A third thrust of the Geoenvironmental Gas and Contaminants Lab’s research is related to the subsurface storage of hydrogen gas. Hydrogen-fuelled vehicles have an important role to play in the energy mix of a green economy, but future underground hydrogen storage facilities also have the potential to contaminate groundwater. With hydrogen leaks, the stakes are even higher. The gas is highly combustible, and can present a threat to public safety.

“Hydrogen is a natural progression of the lab’s work, but it’s a whole different ballgame,” says Van De Ven. “It is a very small molecule, and it can move in different ways. If hydrogen moves through an aquifer and gets into a basement, it could create safety concerns.”
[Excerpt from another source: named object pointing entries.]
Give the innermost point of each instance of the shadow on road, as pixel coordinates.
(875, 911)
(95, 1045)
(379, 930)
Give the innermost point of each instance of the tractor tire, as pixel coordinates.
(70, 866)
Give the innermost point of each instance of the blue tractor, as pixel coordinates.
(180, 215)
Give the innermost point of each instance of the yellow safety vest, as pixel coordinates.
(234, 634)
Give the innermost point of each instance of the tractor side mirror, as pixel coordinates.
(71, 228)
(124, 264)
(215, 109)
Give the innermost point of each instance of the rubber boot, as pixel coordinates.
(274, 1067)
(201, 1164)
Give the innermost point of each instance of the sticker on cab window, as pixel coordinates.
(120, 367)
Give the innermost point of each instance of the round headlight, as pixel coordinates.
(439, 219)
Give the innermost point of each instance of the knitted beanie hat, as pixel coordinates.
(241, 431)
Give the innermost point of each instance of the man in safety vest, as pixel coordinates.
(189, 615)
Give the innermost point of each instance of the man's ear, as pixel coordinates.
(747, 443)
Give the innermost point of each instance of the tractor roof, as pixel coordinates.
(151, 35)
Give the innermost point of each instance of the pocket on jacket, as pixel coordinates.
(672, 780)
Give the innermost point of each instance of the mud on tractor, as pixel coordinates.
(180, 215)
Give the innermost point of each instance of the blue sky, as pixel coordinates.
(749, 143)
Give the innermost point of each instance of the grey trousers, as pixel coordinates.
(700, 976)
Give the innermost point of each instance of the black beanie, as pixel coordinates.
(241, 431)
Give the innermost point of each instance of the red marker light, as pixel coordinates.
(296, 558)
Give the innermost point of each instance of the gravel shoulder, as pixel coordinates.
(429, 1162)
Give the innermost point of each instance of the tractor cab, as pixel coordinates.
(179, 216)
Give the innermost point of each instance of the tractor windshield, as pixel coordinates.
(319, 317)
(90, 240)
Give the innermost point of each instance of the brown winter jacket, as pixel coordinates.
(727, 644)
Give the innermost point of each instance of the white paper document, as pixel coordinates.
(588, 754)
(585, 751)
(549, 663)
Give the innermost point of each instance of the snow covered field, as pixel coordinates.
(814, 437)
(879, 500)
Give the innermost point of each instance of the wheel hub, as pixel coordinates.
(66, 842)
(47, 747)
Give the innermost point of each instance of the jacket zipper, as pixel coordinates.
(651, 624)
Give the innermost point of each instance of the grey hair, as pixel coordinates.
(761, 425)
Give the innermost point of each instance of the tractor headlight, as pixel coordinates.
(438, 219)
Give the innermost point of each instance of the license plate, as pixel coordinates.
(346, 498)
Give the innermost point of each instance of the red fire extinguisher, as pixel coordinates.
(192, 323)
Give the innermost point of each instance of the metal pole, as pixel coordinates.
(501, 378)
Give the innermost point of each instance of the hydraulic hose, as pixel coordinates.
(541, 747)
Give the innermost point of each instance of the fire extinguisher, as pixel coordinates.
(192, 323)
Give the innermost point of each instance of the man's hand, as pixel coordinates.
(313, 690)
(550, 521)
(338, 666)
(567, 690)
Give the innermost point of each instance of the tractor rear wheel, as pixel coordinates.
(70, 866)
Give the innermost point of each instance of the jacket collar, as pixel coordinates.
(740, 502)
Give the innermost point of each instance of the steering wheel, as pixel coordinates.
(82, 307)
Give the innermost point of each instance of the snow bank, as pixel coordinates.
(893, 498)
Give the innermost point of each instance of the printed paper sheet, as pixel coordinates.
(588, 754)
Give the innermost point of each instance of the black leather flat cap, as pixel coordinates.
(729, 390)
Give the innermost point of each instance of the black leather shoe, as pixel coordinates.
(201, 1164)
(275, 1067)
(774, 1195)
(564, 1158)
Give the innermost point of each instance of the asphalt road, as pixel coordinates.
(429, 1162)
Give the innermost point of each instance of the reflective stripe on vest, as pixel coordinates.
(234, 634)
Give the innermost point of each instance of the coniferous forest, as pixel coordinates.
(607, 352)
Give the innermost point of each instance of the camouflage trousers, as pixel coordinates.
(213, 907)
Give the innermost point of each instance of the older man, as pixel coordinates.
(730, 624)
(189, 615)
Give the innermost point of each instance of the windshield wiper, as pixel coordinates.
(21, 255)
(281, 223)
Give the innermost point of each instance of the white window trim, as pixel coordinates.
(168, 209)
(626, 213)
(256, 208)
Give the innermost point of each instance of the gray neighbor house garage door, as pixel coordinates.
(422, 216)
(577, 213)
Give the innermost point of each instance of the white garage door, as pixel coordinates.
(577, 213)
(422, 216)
PhD Candidate Madeline Calvert and Prof. Cole Van De Ven preparing experiments to better understand the potential risks of hydrogen release in shallow aquifers and how hydrogen moves in groundwater environments

While hydrogen gas leaks can have severe ramifications, there is broad overlap in the processes controlling its movement in the subsurface and the techniques required to monitor for them.

“There are established techniques to detect leaks from oil and gas wells, and they are transferable to these new problems,” says Van De Ven.

“The group’s goal is to make a difference when it comes to emissions. So, it’s a natural progression to apply these techniques to problems associated with landfills, carbon sequestration, and hydrogen.”